'I thought you would be before long,' Logotheti answered coolly, but suddenly speaking French. 'One of the most delightful things in life is to have one's curiosity roused and then satisfied by very slow degrees!'

'Not too slow, please. The interest might not last to the end.'

'Oh yes, it will, for Mr. Feist plays a part in your life.'

'About as distant as Voltaire's Chinese Mandarin, I fancy,' Margaret suggested.

'Nearer than that, though I did not guess it when I went to see him. In the first place, it was owing to you that I went to see him the first time.'

'Nonsense!'

'Not at all. Everything that happens to me is connected with you in some way. I came to see you late in the afternoon, on one of your off-days not long ago, hoping that you would ask me to dine, but you were across the river at Lord Creedmore's.

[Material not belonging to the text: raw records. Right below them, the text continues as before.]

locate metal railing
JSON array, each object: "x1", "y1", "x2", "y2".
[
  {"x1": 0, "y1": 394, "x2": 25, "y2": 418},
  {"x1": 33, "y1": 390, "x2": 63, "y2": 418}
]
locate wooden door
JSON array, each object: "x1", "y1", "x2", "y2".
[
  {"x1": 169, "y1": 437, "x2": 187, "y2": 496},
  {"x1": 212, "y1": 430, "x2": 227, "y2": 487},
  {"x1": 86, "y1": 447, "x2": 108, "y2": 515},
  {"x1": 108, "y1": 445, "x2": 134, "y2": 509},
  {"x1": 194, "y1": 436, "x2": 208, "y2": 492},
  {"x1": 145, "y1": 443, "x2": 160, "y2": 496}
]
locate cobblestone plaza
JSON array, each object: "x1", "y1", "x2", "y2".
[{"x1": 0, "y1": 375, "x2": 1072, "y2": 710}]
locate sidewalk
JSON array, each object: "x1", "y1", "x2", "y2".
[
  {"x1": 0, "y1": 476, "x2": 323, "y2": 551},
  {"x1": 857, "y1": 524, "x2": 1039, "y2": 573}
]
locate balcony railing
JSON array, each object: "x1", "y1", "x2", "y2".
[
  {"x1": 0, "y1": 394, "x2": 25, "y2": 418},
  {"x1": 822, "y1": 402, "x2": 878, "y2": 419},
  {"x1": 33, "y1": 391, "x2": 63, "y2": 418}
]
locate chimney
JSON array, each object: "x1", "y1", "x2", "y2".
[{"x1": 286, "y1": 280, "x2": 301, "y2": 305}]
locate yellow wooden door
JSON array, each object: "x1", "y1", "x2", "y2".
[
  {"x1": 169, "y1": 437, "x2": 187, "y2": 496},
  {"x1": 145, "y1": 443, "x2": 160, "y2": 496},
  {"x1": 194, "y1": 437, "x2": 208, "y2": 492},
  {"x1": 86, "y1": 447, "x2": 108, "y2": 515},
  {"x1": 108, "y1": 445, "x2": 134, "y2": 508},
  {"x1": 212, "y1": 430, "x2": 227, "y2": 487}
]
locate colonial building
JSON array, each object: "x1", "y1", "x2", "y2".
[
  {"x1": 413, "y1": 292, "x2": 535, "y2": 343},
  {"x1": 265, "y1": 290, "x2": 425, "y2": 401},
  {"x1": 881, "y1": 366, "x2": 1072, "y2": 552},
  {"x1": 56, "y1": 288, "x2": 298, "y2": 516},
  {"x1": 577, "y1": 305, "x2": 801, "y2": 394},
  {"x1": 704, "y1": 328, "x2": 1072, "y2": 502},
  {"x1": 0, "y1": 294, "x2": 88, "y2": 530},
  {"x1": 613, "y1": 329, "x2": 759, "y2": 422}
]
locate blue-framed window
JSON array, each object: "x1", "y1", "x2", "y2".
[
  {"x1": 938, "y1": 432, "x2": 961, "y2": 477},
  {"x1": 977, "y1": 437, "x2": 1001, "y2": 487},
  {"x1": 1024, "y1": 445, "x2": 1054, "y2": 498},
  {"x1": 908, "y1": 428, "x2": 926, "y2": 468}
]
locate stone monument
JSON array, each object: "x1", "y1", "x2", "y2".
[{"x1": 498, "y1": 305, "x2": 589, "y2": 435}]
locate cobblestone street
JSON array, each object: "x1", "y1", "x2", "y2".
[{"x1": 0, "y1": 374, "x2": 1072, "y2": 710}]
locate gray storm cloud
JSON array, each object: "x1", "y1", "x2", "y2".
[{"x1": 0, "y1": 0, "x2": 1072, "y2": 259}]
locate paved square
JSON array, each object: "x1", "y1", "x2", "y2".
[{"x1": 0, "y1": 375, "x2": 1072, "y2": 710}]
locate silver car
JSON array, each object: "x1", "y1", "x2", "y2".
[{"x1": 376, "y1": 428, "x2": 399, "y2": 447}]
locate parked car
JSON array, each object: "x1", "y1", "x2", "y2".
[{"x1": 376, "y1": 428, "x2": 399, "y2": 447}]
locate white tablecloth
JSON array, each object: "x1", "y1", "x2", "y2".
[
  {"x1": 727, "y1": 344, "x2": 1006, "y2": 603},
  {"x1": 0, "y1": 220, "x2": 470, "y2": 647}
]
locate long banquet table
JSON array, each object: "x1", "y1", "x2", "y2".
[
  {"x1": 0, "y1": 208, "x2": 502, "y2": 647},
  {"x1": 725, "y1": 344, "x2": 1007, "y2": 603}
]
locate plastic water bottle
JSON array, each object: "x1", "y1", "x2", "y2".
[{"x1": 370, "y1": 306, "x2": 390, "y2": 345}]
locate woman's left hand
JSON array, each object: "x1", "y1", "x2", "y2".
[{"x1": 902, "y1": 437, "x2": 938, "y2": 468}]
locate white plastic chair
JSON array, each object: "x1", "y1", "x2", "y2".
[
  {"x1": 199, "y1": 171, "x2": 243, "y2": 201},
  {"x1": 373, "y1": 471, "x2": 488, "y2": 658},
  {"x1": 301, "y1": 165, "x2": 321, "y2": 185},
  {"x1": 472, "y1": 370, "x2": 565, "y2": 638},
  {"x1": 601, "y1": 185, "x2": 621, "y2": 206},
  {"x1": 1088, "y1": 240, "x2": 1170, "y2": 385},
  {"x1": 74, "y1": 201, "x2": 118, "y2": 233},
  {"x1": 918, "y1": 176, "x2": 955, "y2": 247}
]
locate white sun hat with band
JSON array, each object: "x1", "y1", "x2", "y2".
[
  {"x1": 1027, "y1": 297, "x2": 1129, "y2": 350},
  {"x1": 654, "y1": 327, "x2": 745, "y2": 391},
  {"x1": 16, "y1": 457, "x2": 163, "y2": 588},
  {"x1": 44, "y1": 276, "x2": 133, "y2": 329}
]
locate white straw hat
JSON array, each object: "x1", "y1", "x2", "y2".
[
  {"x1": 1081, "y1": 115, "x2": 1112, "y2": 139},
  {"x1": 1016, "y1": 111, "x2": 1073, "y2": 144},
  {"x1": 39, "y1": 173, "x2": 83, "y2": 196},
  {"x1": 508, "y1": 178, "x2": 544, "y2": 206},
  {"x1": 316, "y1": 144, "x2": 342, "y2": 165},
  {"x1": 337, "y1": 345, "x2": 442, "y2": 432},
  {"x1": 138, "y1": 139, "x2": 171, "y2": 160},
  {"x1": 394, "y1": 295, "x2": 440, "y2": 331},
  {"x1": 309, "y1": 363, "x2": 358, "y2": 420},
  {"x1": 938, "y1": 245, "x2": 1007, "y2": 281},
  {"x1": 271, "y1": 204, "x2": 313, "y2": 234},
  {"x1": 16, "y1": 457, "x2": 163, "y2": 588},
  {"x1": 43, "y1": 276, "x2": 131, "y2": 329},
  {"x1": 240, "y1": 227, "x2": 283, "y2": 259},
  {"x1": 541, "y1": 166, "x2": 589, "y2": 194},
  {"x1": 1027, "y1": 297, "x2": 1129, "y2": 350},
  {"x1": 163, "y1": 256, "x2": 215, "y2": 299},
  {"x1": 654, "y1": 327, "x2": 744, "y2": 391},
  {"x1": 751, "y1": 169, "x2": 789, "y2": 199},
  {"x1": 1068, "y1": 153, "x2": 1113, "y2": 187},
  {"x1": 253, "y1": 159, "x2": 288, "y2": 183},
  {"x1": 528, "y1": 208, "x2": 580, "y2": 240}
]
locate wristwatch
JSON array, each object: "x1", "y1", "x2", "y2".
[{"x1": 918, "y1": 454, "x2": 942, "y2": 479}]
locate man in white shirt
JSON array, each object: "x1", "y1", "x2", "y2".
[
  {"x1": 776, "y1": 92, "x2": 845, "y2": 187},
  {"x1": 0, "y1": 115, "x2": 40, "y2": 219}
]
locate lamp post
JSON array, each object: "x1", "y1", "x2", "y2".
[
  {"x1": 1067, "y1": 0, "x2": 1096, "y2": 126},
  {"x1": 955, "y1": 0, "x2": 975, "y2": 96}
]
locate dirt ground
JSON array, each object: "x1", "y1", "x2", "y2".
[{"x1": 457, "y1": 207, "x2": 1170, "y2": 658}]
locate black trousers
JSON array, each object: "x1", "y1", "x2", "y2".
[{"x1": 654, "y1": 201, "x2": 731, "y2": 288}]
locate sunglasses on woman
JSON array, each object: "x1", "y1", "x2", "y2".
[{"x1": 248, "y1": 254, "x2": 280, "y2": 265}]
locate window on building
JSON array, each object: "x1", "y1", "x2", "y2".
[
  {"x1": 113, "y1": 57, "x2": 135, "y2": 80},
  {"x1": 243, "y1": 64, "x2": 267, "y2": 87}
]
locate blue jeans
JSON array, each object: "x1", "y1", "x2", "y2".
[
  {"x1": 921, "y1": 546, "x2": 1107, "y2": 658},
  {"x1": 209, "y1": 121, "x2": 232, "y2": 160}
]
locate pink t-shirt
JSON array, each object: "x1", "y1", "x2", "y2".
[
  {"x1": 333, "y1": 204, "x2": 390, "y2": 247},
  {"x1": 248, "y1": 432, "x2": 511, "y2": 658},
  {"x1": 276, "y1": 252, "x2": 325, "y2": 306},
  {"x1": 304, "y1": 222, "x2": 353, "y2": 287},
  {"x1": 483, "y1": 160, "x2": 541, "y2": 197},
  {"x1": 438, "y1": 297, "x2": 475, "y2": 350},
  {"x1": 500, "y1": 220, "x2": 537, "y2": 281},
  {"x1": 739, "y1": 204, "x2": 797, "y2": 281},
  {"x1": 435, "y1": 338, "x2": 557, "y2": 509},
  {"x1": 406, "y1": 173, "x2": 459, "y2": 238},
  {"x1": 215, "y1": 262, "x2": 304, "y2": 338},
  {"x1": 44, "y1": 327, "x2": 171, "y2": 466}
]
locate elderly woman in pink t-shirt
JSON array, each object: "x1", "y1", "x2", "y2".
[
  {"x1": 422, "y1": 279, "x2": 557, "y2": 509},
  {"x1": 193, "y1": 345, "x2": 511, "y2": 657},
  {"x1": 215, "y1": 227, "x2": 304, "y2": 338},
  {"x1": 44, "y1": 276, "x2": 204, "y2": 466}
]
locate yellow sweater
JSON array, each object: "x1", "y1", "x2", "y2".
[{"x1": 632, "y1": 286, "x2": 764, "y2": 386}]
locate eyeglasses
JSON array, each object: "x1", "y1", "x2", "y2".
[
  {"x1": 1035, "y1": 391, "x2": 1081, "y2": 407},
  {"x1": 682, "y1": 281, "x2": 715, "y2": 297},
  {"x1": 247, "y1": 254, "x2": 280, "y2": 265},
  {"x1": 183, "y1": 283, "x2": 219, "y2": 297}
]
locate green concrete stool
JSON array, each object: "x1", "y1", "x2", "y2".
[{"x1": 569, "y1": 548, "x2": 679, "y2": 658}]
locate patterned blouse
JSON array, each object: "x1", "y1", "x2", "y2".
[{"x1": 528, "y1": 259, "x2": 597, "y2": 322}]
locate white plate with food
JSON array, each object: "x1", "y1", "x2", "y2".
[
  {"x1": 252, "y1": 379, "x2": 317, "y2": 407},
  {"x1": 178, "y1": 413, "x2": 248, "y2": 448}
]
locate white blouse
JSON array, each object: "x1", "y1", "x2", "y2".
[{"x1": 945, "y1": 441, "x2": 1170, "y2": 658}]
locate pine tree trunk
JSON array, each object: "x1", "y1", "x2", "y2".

I met old Griggs at your door, and as we walked away he told me that Mr. Feist had fallen down in a fit at a club, the night before, and had been sent home in a cab to the Carlton. As I had nothing to do, worth doing, I went to see him. If you had been at home, I should never have gone. That is what I mean when I say that you were the cause of my going to see him.'

'In the same way, if you had been killed by a motor-car as you went away from my door, I should have been the cause of your death!'

'You will be in any case,' laughed Logotheti, 'but that's a detail! I found Mr. Feist in a very bad way.'

'What was the matter with him?' asked Margaret.